Coryate brought some forks with him to England and presented one to Queen Elizabeth, who was so thrilled by the utensil that she had additional ones made from gold, coral, and crystal. But they remained little more than a pretentious fad of the royal court.


Fork Use 1624

Forks became more popular during the late 17th century, but it wasn’t until the 18th century that they were widely used in continental Europe as a means of conveying food “from plate to mouth.” The reason: French nobles saw forks as a way to distinguish themselves from commoners. “The fork became a symbol of luxury, refinement, and status,” writes Charles Panati. “Suddenly, to touch food with even three bare fingers was gauche.” A new custom developed- when an invitation to dinner was received, a servant frequently was sent ahead with a fine leather case containing a knife, fork, and spoon to be used at dinner later.

MAKING A NEW POINT

Édouard Manet's Oysters 1862 
But before this revolution took place, the fork had to be redesigned. The first forks were completely useless when it came to scooping peas and other loose food into the mouth- the gap between the tines was too large.
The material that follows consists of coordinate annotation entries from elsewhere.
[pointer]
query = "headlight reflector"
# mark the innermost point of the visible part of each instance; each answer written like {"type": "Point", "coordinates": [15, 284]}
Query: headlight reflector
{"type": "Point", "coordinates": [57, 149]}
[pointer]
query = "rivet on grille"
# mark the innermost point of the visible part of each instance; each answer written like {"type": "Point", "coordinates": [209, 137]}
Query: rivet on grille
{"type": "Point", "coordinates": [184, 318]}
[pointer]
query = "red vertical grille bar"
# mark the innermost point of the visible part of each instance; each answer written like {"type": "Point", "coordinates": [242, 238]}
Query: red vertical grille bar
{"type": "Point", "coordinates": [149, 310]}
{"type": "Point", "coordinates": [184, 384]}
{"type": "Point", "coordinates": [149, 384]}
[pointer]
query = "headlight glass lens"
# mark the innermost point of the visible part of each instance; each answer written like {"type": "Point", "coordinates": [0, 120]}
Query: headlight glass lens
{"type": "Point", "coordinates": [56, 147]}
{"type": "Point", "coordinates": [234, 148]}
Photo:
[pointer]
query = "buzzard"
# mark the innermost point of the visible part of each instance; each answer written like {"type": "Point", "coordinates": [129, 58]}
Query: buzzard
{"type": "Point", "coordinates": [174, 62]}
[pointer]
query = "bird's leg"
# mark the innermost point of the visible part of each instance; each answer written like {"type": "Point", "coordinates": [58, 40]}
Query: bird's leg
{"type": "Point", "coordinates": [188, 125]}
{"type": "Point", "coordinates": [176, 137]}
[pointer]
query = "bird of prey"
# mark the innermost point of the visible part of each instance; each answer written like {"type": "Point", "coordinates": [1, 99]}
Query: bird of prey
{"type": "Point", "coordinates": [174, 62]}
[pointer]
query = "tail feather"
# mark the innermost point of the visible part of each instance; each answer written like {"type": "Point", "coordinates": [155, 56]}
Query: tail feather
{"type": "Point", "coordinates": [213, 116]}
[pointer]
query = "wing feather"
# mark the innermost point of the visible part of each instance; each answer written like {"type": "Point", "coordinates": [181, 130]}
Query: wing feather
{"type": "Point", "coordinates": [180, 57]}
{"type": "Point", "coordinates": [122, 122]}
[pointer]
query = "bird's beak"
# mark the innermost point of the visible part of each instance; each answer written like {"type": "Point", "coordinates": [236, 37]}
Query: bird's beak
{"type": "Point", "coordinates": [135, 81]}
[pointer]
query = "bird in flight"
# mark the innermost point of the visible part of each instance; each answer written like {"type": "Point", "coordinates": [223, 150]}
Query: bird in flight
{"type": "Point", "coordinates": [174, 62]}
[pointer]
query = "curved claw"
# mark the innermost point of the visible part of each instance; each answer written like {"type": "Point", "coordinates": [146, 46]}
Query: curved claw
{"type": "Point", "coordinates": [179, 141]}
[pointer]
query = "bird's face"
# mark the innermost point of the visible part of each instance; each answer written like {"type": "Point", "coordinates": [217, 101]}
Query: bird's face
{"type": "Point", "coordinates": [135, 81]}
So cutlery makers began adding a third tine to their forks, and by the early 18th century, a fourth. “Four appears to have been the optimum [number],” Henry Petroski writes in The Evolution of Useful Things. “Four tines provide a relatively broad surface and yet do not feel too wide for the mouth. Nor does a four-tined fork have so many tines that it resembles a comb, or function like one when being pressed into a piece of meat.”
COMING TO AMERICA
One of the last places the fork caught on in the Western world was colonial America. In fact, forks weren’t even commonly used until the time of the Civil War; until then, people just ate with knives or their fingers. In 1828, for example, the English writer Francis Trollope wrote of some general, colonels, and majors aboard a Mississippi steamboat who had “the rightful manner of feeding with their knives, tip the whole blade seemed the enter the mouth.” And as late as 1864, one etiquette manual complained that “many persons hold forks awkwardly, as if not accustomed to them.”